Sunday, May 24, 2015
HUGO ( 1,215 reviews have 5 stars)
Set in 1930s Paris, an orphan who lives in the walls of a train station is wrapped up in a mystery involving his late father and
an automaton.
Hugo, the latest film from cinematic maestro Martin Scorsese, is both his first film geared for families and his first film shot in 3D. While many noteworthy directors have been weary of the new format, some greats have embraced it and been eager to try it. James Cameron, not the inventor of 3D but certainly a recent innovator, upon seeing Hugo, called it the best use of 3D he'd seen. No matter what your thoughts on 3D may be, this is no small feat coming from this man.

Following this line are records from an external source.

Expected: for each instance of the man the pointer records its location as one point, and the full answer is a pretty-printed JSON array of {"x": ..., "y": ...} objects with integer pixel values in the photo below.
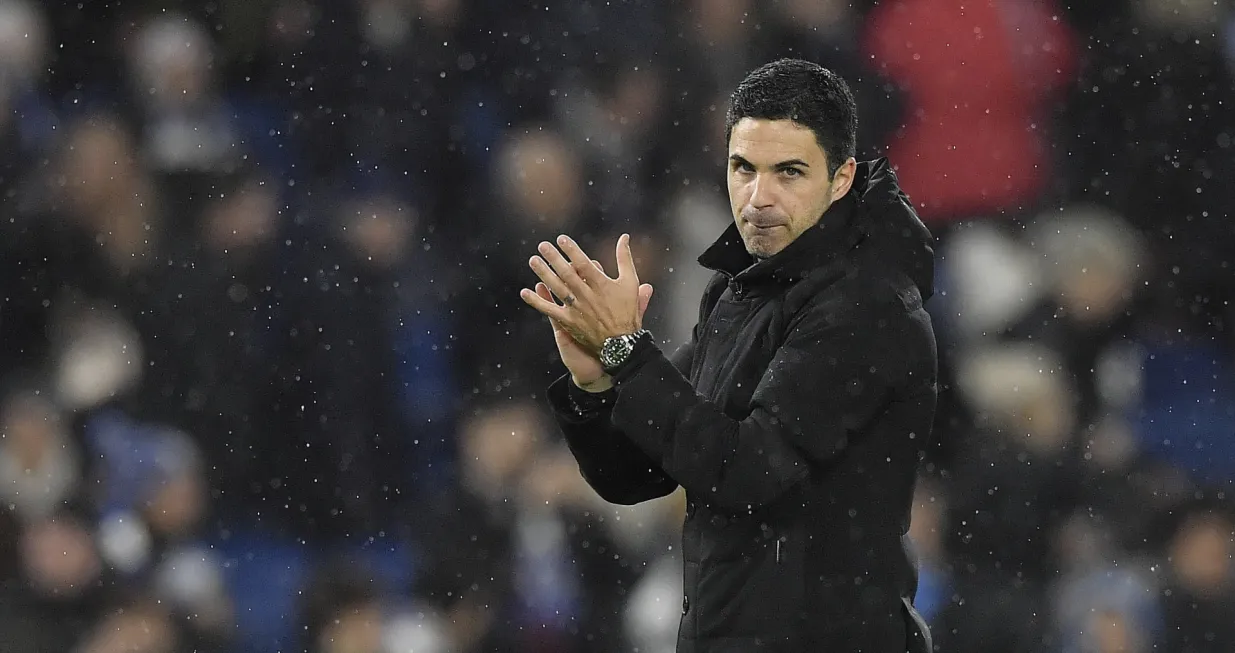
[{"x": 795, "y": 415}]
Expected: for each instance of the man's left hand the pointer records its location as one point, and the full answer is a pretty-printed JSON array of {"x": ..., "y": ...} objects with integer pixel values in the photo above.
[{"x": 594, "y": 306}]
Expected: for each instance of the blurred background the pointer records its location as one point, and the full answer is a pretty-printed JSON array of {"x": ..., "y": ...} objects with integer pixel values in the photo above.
[{"x": 267, "y": 385}]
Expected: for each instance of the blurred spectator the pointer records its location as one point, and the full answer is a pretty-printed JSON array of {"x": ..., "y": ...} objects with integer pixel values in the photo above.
[{"x": 979, "y": 80}]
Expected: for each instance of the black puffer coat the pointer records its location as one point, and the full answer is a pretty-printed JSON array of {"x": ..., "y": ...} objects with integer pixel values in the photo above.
[{"x": 794, "y": 420}]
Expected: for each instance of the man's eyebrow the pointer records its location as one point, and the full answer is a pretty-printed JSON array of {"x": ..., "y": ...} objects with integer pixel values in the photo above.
[{"x": 779, "y": 166}]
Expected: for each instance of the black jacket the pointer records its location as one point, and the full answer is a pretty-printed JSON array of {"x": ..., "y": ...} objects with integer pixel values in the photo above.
[{"x": 794, "y": 419}]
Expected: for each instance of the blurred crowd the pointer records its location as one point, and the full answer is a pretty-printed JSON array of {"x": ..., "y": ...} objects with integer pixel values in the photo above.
[{"x": 267, "y": 383}]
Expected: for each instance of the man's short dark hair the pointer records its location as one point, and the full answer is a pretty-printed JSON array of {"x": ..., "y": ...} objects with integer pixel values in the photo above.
[{"x": 807, "y": 94}]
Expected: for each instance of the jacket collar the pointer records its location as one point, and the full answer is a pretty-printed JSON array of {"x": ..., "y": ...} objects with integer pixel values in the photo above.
[{"x": 836, "y": 232}]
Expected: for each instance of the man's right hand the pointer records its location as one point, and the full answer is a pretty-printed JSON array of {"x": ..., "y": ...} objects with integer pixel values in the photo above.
[{"x": 584, "y": 368}]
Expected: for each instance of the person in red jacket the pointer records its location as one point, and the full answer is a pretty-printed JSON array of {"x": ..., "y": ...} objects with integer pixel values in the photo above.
[{"x": 978, "y": 77}]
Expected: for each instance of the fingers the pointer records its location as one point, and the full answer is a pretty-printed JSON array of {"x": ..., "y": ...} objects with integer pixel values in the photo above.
[
  {"x": 579, "y": 258},
  {"x": 645, "y": 298},
  {"x": 625, "y": 258},
  {"x": 546, "y": 306},
  {"x": 544, "y": 293},
  {"x": 550, "y": 278},
  {"x": 563, "y": 270}
]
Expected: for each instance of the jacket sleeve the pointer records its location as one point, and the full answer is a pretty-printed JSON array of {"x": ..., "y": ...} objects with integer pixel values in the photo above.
[
  {"x": 613, "y": 464},
  {"x": 829, "y": 379}
]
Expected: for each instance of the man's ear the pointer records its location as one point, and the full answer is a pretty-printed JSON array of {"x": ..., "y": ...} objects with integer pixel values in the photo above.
[{"x": 844, "y": 178}]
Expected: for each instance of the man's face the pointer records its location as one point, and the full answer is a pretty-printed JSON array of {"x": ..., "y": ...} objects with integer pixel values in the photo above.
[{"x": 778, "y": 183}]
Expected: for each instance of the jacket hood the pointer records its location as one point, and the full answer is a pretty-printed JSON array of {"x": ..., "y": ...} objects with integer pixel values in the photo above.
[
  {"x": 895, "y": 236},
  {"x": 873, "y": 221}
]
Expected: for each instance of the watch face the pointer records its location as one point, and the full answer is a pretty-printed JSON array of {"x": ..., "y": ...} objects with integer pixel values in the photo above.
[{"x": 614, "y": 352}]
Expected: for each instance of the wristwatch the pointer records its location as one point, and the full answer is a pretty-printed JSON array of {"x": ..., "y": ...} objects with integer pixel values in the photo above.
[{"x": 616, "y": 349}]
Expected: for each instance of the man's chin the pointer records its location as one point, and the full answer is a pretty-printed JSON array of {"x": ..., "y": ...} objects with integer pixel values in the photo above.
[{"x": 762, "y": 247}]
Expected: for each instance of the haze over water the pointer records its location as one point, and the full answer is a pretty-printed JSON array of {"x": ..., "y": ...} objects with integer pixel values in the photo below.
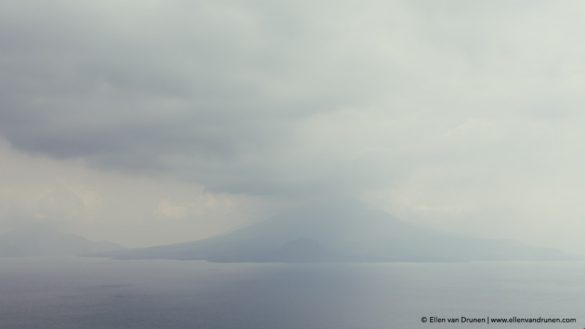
[{"x": 104, "y": 294}]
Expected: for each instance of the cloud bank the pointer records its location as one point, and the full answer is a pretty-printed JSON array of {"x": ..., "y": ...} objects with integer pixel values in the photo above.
[{"x": 459, "y": 115}]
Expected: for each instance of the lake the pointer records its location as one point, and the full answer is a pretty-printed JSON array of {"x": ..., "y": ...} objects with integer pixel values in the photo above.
[{"x": 106, "y": 294}]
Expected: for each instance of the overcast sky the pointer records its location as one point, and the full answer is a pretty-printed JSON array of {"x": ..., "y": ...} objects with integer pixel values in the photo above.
[{"x": 148, "y": 121}]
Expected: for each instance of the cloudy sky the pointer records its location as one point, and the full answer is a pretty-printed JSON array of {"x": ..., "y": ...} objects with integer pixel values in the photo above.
[{"x": 148, "y": 121}]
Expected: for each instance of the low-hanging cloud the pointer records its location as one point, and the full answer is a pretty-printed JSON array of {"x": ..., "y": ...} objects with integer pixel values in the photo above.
[{"x": 449, "y": 113}]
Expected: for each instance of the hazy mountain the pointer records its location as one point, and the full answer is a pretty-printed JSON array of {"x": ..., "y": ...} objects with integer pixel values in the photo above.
[
  {"x": 43, "y": 242},
  {"x": 347, "y": 233}
]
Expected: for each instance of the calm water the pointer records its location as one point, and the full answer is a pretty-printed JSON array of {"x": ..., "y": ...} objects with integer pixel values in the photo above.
[{"x": 104, "y": 294}]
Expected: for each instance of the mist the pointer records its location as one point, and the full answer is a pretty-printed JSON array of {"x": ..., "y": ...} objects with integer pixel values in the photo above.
[{"x": 148, "y": 123}]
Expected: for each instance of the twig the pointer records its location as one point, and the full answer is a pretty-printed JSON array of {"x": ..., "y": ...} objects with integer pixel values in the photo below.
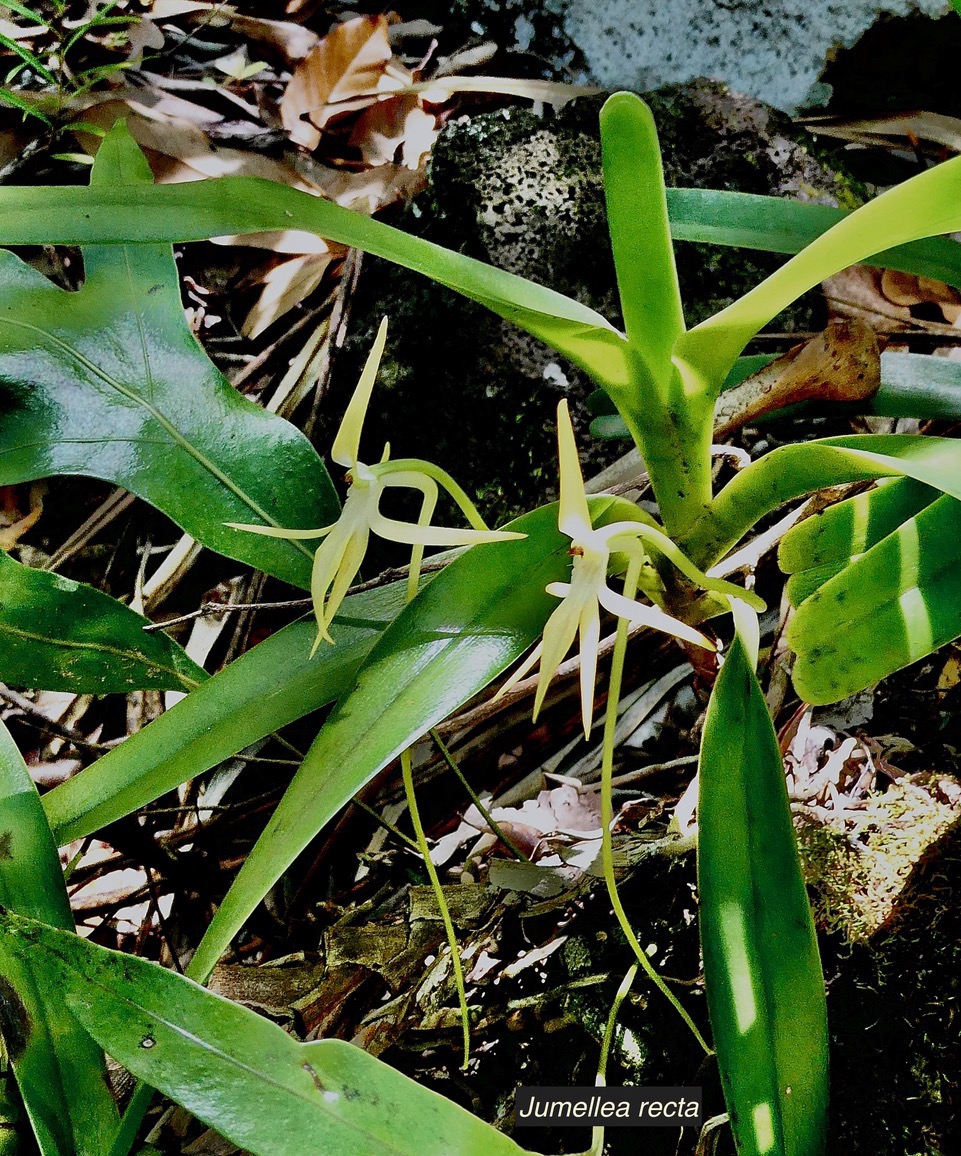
[{"x": 35, "y": 716}]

The film, based on the novel The Invention of Hugo Cabret by Brian Selznick and with a screenplay by John Logan, who also penned Scorsese's The Aviator, Hugo is largely billed as a family film but it's worth noting that the film's biggest fans will probably be adults, although there's enough whimsical fantasy to tug at the heartstrings of even the most jaded child.
Listening The HERO song
Hugo largely takes place in the early 1930s at a Paris railway station. Hugo Cabret (Asa Butterfield) is a young boy whose father (Jude Law), a clockmaker, dies suddenly in a fire. His alcoholic Uncle Claude (Ray Winstone) is responsible for maintaining the clocks at the railway station and teaches Hugo how to do so before taking an indefinite leave of absence. Hugo, left all alone, lives within the walls of the train station, maintaining the clocks, acquiring food by stealing, and spending his free time trying to fix the automaton his father left behind.

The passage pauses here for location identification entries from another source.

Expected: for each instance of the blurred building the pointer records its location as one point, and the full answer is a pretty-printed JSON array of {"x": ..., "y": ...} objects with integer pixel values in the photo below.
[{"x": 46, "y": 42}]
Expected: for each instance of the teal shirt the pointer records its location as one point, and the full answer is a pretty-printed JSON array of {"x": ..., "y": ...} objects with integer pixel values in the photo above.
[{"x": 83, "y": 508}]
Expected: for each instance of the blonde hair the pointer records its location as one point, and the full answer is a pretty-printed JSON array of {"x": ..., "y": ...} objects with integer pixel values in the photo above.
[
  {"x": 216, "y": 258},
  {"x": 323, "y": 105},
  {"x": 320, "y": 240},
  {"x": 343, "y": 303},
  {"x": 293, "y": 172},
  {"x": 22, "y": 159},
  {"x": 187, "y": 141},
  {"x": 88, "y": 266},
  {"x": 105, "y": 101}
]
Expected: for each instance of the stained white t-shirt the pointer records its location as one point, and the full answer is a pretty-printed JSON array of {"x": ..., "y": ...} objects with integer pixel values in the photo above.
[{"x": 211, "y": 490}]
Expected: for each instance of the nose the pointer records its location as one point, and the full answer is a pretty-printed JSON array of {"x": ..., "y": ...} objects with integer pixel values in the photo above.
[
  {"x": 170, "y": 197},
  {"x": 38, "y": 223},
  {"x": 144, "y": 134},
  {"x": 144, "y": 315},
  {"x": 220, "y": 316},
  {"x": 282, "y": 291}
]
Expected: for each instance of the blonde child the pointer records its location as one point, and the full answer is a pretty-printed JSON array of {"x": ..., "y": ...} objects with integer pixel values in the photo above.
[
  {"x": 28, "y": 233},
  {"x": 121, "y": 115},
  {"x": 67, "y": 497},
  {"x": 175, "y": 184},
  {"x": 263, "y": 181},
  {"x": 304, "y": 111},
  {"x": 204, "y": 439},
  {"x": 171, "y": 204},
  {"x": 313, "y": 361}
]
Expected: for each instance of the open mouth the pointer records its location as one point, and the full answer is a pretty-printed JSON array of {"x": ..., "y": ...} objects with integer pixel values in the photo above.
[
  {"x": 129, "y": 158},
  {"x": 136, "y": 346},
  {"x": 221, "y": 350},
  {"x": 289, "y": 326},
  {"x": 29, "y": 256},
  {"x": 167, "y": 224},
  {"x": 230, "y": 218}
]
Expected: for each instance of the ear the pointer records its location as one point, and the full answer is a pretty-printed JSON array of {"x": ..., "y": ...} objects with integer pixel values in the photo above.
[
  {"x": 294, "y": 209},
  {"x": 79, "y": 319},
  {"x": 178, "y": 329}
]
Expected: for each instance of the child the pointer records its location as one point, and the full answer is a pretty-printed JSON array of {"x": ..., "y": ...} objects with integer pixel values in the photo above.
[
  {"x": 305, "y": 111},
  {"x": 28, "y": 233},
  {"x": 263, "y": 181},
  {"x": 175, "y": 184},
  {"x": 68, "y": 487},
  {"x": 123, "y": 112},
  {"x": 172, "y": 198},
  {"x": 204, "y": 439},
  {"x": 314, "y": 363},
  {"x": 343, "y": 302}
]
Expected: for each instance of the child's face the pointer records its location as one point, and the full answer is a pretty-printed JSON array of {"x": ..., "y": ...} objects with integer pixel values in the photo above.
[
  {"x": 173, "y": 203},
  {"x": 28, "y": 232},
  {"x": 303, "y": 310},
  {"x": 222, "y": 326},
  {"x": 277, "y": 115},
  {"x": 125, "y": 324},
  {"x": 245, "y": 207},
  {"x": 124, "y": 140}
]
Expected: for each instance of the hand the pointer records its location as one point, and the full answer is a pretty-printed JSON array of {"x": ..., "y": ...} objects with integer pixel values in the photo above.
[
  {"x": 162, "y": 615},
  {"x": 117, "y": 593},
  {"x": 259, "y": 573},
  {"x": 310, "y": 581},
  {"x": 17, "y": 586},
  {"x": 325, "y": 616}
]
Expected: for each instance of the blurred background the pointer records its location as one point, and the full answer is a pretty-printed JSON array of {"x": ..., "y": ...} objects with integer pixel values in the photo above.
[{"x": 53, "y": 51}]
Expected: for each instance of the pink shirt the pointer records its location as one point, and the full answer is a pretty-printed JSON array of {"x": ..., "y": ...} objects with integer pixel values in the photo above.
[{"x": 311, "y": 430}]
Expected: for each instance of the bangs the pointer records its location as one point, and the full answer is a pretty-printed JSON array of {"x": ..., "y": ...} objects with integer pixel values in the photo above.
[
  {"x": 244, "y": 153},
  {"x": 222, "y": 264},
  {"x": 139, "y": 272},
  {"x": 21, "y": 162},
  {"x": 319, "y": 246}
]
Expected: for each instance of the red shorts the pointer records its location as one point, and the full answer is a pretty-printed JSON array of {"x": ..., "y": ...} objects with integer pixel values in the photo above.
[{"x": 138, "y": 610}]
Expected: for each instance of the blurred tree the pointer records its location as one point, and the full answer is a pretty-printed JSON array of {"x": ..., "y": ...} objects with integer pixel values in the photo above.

The automaton is a mechanical man that, once wound up, is supposed to write; his father found it difficult to fix and it's Hugo's mission to see that it finally works. To successfully accomplish this goal, Hugo steals mechanical parts from a toyshop owner named Papa Georges (Ben Kingsley), a callused, angry old man who eventually catches Hugo and steals his blueprints that guide him in fixing the automaton.